Francis Ponge, dans « La rage de l’expression » et son poème en prose, « Le carnet du bois de pins », emploie une métaphore pour signifier l’importance d’une communion :
« Leur assemblée rectifia, modifia ces êtres qui, seuls, se seraient bellement tordus de désespoir ou d’ennui (ou d’extase), qui auraient supporté tout le poids de leurs gestes, ce qui aurait finalement constitué de très belles statues de héros douloureux. Mais leur assemblée les a délivrés de la malédiction végétale. Ils ont la faculté d’abolir leurs expressions premières, permission d’oublier… ».
D’une assemblée l’autre, il y a ce désir que j’ai par ailleurs de saisir, depuis plus d’une quinzaine d’années, à travers les séances à l’Assemblée nationale retransmises chaque semaine, ce qui relève de l’intime à travers ce que je nomme « la plasticité du langage politique».
C’est donc de la conjugaison de cette révélation et de ma curiosité sur le langage et ses codes de fonctionnement social que va naître une œuvre silencieuse consacrée entièrement à l’échange qui trouve son inspiration dans un lieu où règne l’éloquence.
A partir de carreaux de plâtre, je réalise des sculptures qui prennent la forme de hauts-reliefs, où des lignes gravées en surface rejoignent des masses de plâtre sur différents niveaux.
Le carreau de plâtre est fabriqué en série et de manière industrielle, il s’apparente à la feuille blanche. Je travaille ce matériau minimaliste de manière relativement autonome, chaque élément est unique dans ce qu’il représente mais il a aussi sa place parmi des carreaux assemblés, de sorte qu’un grand mur puisse se constituer.

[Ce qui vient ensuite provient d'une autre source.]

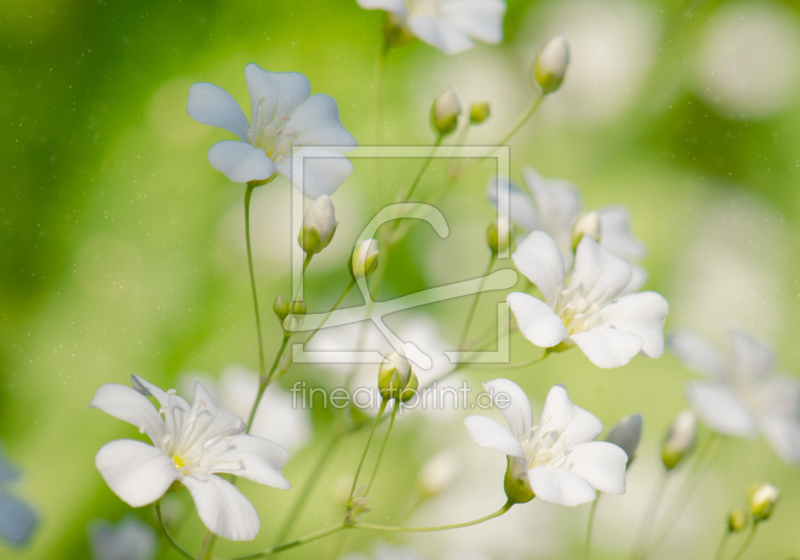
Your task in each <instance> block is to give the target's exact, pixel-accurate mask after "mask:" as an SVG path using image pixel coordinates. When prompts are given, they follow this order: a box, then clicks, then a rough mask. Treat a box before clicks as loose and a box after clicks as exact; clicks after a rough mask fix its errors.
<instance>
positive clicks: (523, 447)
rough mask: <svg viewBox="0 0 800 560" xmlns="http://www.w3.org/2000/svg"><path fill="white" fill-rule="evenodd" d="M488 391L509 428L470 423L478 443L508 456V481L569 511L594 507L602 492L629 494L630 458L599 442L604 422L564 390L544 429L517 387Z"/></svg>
mask: <svg viewBox="0 0 800 560" xmlns="http://www.w3.org/2000/svg"><path fill="white" fill-rule="evenodd" d="M484 387H485V388H486V391H487V392H489V394H490V395H491V396H492V399H493V400H494V402H495V405H496V406H498V407H499V408H500V409H501V412H502V413H503V416H504V417H505V419H506V421H507V422H508V426H509V427H508V428H506V427H505V426H503V425H502V424H500V423H499V422H497V421H496V420H492V419H491V418H487V417H485V416H469V417H467V419H466V421H465V423H466V425H467V430H468V431H469V434H470V436H472V439H473V440H475V443H477V444H478V445H480V446H481V447H488V448H489V449H495V450H497V451H500V452H502V453H505V454H506V455H507V456H508V462H509V466H508V472H507V474H506V478H507V480H508V479H509V478H510V479H512V480H518V481H522V482H524V484H525V485H526V486H527V488H528V489H529V490H530V491H531V492H532V493H533V494H534V495H535V497H537V498H539V499H540V500H543V501H545V502H550V503H553V504H560V505H564V506H577V505H579V504H583V503H585V502H590V501H592V500H594V499H595V497H596V496H597V493H596V490H599V491H601V492H607V493H609V494H624V493H625V464H626V463H627V460H628V457H627V455H625V452H624V451H623V450H622V449H620V448H619V447H618V446H616V445H614V444H613V443H608V442H605V441H594V440H595V439H596V438H597V436H599V435H600V433H601V432H602V431H603V424H602V422H600V420H598V419H597V418H596V417H595V416H593V415H592V414H590V413H589V412H587V411H585V410H583V409H582V408H580V407H578V406H576V405H574V404H573V403H572V401H570V399H569V395H568V394H567V390H566V389H565V388H564V386H563V385H556V386H555V387H553V388H552V389H550V392H549V393H548V395H547V399H546V400H545V403H544V410H543V411H542V421H541V424H540V425H538V426H536V425H534V424H533V412H532V411H531V403H530V401H529V400H528V397H527V395H526V394H525V392H524V391H523V390H522V389H521V388H520V387H519V386H518V385H517V384H516V383H514V382H512V381H509V380H507V379H495V380H493V381H489V382H488V383H484ZM504 405H505V406H504Z"/></svg>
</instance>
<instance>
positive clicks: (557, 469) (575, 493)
mask: <svg viewBox="0 0 800 560" xmlns="http://www.w3.org/2000/svg"><path fill="white" fill-rule="evenodd" d="M528 480H529V481H530V484H531V489H532V490H533V493H534V494H536V497H537V498H539V499H540V500H542V501H544V502H549V503H551V504H558V505H561V506H578V505H580V504H585V503H586V502H591V501H592V500H594V499H595V498H596V497H597V493H596V492H595V490H594V488H592V485H591V484H589V483H588V482H587V481H586V480H584V479H582V478H581V477H579V476H578V475H576V474H573V473H571V472H569V471H567V470H564V469H557V468H554V467H535V468H533V469H531V470H529V471H528Z"/></svg>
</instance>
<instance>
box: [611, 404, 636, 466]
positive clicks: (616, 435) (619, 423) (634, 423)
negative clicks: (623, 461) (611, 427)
mask: <svg viewBox="0 0 800 560" xmlns="http://www.w3.org/2000/svg"><path fill="white" fill-rule="evenodd" d="M641 439H642V415H641V414H631V415H629V416H625V417H623V418H622V420H620V421H619V423H618V424H617V425H616V426H614V427H613V428H612V429H611V431H610V432H608V435H607V436H606V441H607V442H609V443H613V444H614V445H617V446H619V447H621V448H622V450H623V451H624V452H625V454H626V455H628V463H627V464H626V465H625V468H626V469H627V468H628V467H630V466H631V463H632V462H633V458H634V457H635V456H636V448H637V447H639V441H640V440H641Z"/></svg>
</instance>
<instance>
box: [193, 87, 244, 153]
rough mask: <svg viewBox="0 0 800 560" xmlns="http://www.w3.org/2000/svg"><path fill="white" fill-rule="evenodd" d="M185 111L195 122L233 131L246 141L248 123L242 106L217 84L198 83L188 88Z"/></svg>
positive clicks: (234, 132)
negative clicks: (186, 99)
mask: <svg viewBox="0 0 800 560" xmlns="http://www.w3.org/2000/svg"><path fill="white" fill-rule="evenodd" d="M186 112H187V113H188V114H189V116H190V117H192V118H193V119H194V120H196V121H197V122H200V123H203V124H207V125H209V126H218V127H219V128H224V129H225V130H227V131H228V132H233V133H234V134H235V135H236V136H238V137H239V139H240V140H241V141H242V142H246V141H247V131H248V130H249V128H250V124H249V123H248V122H247V117H245V116H244V112H242V108H241V107H239V104H238V103H236V101H234V99H233V97H231V95H230V94H229V93H228V92H227V91H225V90H224V89H222V88H221V87H219V86H215V85H214V84H206V83H199V84H193V85H192V87H190V88H189V99H188V100H187V101H186Z"/></svg>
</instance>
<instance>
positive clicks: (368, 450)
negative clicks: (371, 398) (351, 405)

Les formes en relief sur le carreau sont découpées et sculptées, pour prendre l’aspect de corps recouverts d’étoffes aux plis creusés - le statut du pli correspondant depuis l’Antiquité à la puissance de penser et au pouvoir politique. L’alliage du creux et du plein qui anime chaque vêtement ou drapé participe d’une
« jouissance scopique» si l’on se réfère au psychiatre et photographe Gaëtan Gatian De Clerambault.
Le regardeur se confronte alors à des corps d’une grande consistance, l’œuvre reste ouverte car il y a cette étendue à la lisière des formes sculptées qui se prolonge dans l’espace, sur les parois de la pièce. Cette étendue génère le désir de combler, de manière imaginaire, le rapport entre la surface (les visages et les mains) et les reliefs (les corps).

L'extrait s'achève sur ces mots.